Abstract 14838: Novel Transcription Regulation in the Hypertrophied Myocardium via Nuclear Galpha16 Subunit and Activator of G-Protein Signaling (AGS)
Cell signaling via heterotrimeric G-proteins is involved in the development of cardiac hypertrophy. In addition to G-protein coupled receptors, there exist receptor-independent regulators for heterotrimeric G-proteins which provide alternative signal input that may be involved in the adaptation process of cells to various stresses. As a part of an effort to identify such entities in cardiovascular diseases, we used a functional screen to identify receptor-independent activators of G-protein signaling (AGS) in the hypertrophied mouse heart induced by transverse aortic constriction.
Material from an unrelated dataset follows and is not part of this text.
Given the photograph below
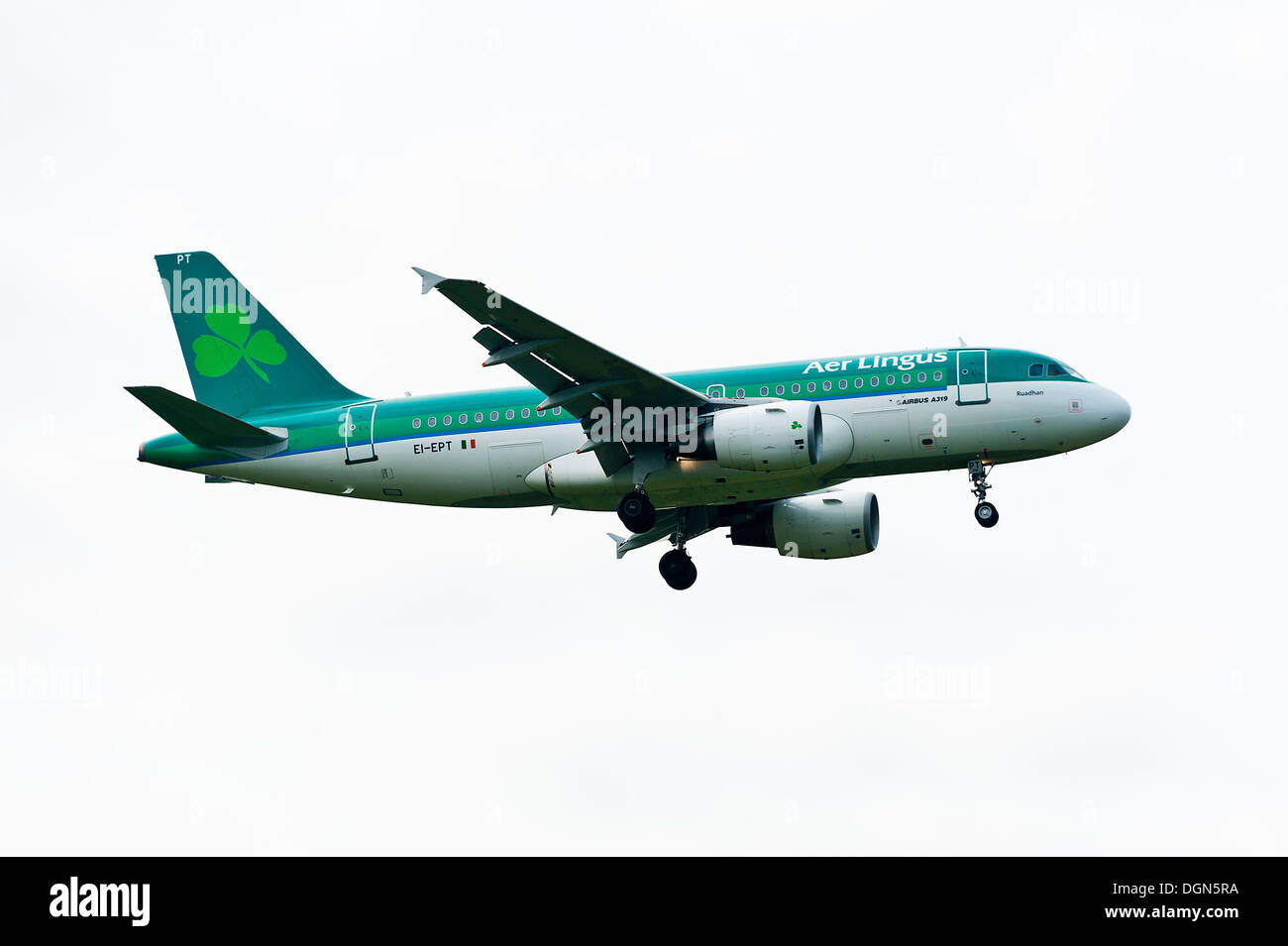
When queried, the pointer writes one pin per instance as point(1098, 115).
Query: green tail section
point(240, 358)
point(204, 425)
We identified three MITF/TFE transcription factors, TFE3, MITF, and TFEB, as novel AGS proteins for Gα16. TFE3 formed a complex with Gα16 but not Gαi3, Gαs, or Gαq in cells. TFE3 activated Gα16 in the absence of receptor stimulation but not other Gα subunits. TFE3 had no influence on receptor-mediated Gα16 signaling in the plasma membrane, however, TFE3 induced translocation of Gα16 to the nucleus. Interestingly, the accumulation of TFE3/Gα16 in the nucleus induced the expression of claudin 14 (133.1 ± 34.6 fold, p<0.05 vs. control, mean±SEM), which was a key component of membrane structure in cardiomyocytes. Caludin 14 was not induced by TFE3 mutant, unable to activate Gα16 or by the inactive mutant of Gα16, suggesting that the activation of nuclear Gα16 by TFE3 was required for the caludin 14 induction. Upon pressure overload stress by transverse aortic constriction, claudin 14 was increased (4.9 ± 1.3 fold, p<0.05 vs. sham control, mean±SEM) with accompanying upregulation of TFE3 (2.0 ± 0.65 fold, p<0.05 vs. sham control, mean±SEM) and Gα16 (4.4 ± 0.26 fold, p<0.05 vs. sham control, mean±SEM) in the mouse heart. Taken together, TFE3 transcription factor is a new AGS for Gα16, that appears to generate a TEF3-Gα16 complex in the nucleus that drives the transcription of claudin 14. Our findings suggest the existence of a novel mechanism of transcriptional regulation under pressure overload stress via the relocalization/activation of Gα subunit with specific AGS proteins.
- © 2010 by American Heart Association, Inc.